Any comments or suggestions on the protocol as described in XmlRpc should be added here.
- Security: authentication possibly should use the
WWW-Authenticate:
headers on HTTP, rather than as parameters to the URL.- you're right, but still this doesn't prevent sniffing ? The perfect response would of course be a challenge response auth. But we have to keep in mind that irate isn't a critical service :) so there's no real need in my mind to add too much overhead. Let's use HTTP auth !
- HTTP auth won't prevent sniffing, but it also won't be logged in proxy servers, so basically is less likely to be accidentally caught. Robin
- Naming: link should perhaps be renamed to url in keeping with the fact it isn't really a link, but is a URL.
- is an ed2k hash an "url" ? or "uri" ? urn ? i don't really know the difference. Does someone ?
- there is a difference between url, uri, and so on. Damned if I know what it really is however. Robin
- A function should be added to request a specific track by ID, to allow for using multiple clients sharing an account. That way, if a client does irate.getRatings, it can fetch any tracks that are returned that it doesn't know about.
- That was the purpose of the undocumented (oops) function irate.getInfo, added now in the wiki :)
- It's not there currently, maybe you didn't add it right? Robin
- yup, you were faster than me :) added now.
- Error codes: a list of error codes should be defined so that clients can respond sensibly to errors. --Robin
- Yes !! Implementing them as soon as I can.
- Cool. I suggest we start at 800 (the recommended start point for PHP's XMP-RPC library) and go up from there. Robin
- irate.rate: why rating AND weight? What's wrong with just rating?

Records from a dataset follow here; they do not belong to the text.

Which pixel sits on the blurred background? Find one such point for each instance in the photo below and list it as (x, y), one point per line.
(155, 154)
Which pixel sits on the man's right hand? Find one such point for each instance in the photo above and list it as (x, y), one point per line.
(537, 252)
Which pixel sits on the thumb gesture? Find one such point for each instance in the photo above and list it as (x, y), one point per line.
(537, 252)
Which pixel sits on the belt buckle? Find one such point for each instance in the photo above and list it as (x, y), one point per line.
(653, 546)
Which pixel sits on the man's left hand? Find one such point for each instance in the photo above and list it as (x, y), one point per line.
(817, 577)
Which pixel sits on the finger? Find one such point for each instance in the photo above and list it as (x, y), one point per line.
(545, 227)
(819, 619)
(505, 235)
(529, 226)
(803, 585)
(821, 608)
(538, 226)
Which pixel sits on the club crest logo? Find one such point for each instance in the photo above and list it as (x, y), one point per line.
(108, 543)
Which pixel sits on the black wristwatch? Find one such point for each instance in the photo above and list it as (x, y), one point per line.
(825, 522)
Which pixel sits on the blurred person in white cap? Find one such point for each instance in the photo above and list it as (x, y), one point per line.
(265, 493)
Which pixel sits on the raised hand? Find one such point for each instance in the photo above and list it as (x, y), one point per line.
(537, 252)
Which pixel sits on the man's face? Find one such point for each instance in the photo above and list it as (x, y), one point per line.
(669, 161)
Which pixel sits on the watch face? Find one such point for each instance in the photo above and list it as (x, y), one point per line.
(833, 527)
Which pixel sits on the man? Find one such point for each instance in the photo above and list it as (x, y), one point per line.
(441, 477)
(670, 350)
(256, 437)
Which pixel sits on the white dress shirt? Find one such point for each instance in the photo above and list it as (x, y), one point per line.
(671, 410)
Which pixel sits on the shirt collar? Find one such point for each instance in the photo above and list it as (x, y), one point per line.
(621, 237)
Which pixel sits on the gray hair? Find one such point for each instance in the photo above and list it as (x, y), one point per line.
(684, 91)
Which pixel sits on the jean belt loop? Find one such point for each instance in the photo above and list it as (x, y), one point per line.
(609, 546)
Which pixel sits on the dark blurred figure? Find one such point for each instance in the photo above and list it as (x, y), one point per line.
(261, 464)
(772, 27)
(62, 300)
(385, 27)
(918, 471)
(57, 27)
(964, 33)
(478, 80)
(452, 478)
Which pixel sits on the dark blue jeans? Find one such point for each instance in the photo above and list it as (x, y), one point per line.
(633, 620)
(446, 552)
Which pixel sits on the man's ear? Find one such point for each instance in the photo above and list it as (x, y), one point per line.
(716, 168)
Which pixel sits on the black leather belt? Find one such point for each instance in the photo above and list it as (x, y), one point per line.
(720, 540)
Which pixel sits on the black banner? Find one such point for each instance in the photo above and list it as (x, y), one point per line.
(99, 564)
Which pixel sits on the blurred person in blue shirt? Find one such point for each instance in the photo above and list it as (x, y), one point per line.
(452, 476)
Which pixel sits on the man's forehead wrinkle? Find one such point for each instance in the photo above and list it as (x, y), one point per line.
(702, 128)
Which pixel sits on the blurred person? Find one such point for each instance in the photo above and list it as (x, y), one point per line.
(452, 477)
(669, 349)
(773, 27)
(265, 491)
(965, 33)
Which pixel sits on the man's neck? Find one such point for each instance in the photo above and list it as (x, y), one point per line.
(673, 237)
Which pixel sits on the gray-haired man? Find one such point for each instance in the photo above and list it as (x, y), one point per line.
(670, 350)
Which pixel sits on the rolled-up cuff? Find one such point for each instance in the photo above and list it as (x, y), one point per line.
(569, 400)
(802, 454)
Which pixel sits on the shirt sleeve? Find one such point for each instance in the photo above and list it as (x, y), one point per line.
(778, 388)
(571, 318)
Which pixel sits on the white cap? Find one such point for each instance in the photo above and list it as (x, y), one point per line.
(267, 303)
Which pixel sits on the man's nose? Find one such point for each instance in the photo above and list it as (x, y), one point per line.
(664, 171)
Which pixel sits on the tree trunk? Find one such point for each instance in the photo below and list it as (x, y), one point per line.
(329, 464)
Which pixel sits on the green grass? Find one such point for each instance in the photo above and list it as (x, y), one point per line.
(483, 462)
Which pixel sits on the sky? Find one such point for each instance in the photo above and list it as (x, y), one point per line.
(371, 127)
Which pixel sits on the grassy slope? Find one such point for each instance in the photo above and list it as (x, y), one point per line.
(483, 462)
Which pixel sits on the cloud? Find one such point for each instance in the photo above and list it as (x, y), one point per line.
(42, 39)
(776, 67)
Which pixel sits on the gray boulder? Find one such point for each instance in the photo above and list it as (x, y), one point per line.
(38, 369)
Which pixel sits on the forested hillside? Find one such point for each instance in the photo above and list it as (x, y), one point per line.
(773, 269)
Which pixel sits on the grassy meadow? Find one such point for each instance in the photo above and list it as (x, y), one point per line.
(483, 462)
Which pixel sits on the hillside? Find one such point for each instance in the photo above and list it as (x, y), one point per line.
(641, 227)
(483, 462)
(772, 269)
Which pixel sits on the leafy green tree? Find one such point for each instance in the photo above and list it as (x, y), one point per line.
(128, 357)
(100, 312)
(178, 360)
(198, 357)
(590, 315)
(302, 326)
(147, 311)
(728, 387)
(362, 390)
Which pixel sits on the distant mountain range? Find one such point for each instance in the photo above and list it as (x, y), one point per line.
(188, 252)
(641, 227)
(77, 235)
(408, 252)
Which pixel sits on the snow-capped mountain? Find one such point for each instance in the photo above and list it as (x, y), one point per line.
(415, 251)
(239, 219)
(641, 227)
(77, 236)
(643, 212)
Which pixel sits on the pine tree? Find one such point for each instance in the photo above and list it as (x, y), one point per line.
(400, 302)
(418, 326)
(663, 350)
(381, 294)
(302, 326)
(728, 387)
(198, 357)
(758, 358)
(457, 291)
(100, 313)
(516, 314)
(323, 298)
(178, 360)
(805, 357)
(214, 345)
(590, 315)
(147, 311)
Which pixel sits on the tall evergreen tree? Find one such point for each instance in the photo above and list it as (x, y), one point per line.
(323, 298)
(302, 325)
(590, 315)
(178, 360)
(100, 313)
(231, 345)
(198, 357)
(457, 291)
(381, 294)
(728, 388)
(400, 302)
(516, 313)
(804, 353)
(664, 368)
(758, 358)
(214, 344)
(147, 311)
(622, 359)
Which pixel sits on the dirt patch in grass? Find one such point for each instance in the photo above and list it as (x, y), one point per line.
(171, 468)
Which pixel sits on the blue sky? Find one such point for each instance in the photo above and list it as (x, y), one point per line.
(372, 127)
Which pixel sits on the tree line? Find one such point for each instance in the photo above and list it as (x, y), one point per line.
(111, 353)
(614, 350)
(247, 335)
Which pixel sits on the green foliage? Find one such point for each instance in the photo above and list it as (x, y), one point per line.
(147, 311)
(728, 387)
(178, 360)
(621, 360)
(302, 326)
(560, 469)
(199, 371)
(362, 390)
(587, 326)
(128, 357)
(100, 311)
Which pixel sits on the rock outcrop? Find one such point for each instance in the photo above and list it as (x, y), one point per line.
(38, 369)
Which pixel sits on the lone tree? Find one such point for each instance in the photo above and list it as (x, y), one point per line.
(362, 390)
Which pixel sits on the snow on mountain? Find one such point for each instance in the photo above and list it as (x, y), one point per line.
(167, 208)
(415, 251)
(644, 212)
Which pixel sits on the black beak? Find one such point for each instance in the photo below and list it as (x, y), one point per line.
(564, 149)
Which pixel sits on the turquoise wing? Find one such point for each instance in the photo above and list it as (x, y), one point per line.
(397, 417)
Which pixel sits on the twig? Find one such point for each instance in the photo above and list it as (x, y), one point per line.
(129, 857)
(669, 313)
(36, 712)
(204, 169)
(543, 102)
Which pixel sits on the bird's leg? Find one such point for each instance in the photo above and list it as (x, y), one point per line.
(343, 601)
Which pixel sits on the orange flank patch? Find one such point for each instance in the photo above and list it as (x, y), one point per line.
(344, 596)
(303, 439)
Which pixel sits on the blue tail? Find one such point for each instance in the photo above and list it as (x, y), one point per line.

- I implemented weight as a future extension. Actually I'm already using of it on www.jamendo.com : users can rate albums on this website. But they can also add songs to their playlist online. And they'll be able to rate songs with irate-client. But when they rate an album, they irate all the tracks of this album with weight=0.2 (maybe there are tracks in the album they didn't like...) ; when they add to playlist, they irate with weight=0.5 (we can be more sure that they like the track) ; and when using irate-client, weight will be =1. So in the recommendation algorithm, insted of counting the ratings, you'll sum the weights. (a track rated 6/10 with weight=0.2 by 5 users will "equal" another one rated 6/10 with weight=1 by 1 user.) This is also in my mind the way to implement "listening times", eg. if the client rated the track 5/10 after listening only to the first minute, don't give this rating a full weight. What is your opinion on this ?
- iRATE uses the rating as both the 'how much I like this' and as the 'how often I want to hear this' measure. From the POV of the client, I think that it is unnecessary to split them up. It just adds (imho) unnecessary complexity to the client. Robin
- well this depends on the client. The weight defaults at 1, so if the client doesn't want to use weights, it can just ignore the weight param in irate.rate
- Why do you have -0 and -1 after the IDs? Is -0 to indicate a LibreDB? and -1 a local ID thingamee? Also, why the weird format for local IDs of: XXXXXXX-YYY-ZZ-1? Why the extra dashes?
- Yes -0 is for libredb tracks and -1 for local tracks. I kept the same structure for local tracks and libredb tracks. That is, XXXXX is an incremented value, YYY is for the media (001 for audio, we'll see later if we launch irate video :) and ZZ for a modulo 97 checksum. I'll strip the dashes, they have no interest. It was only to look like ISBN numbers.
- OK, an ID is obviously a good thing. I don't know about the need for splitting them into categories by type, but again it doesn't really matter and may prove useful. The checksum thing shouldn't be necessary, as I don't see a situation where people are typing in IDs. If they are, either the ID exists or it doesn't, so it shouldn't matter there either. Robin
- libredb IDs needed to be redundant, that's the reason of the checksum. I don't think it adds too much overhead.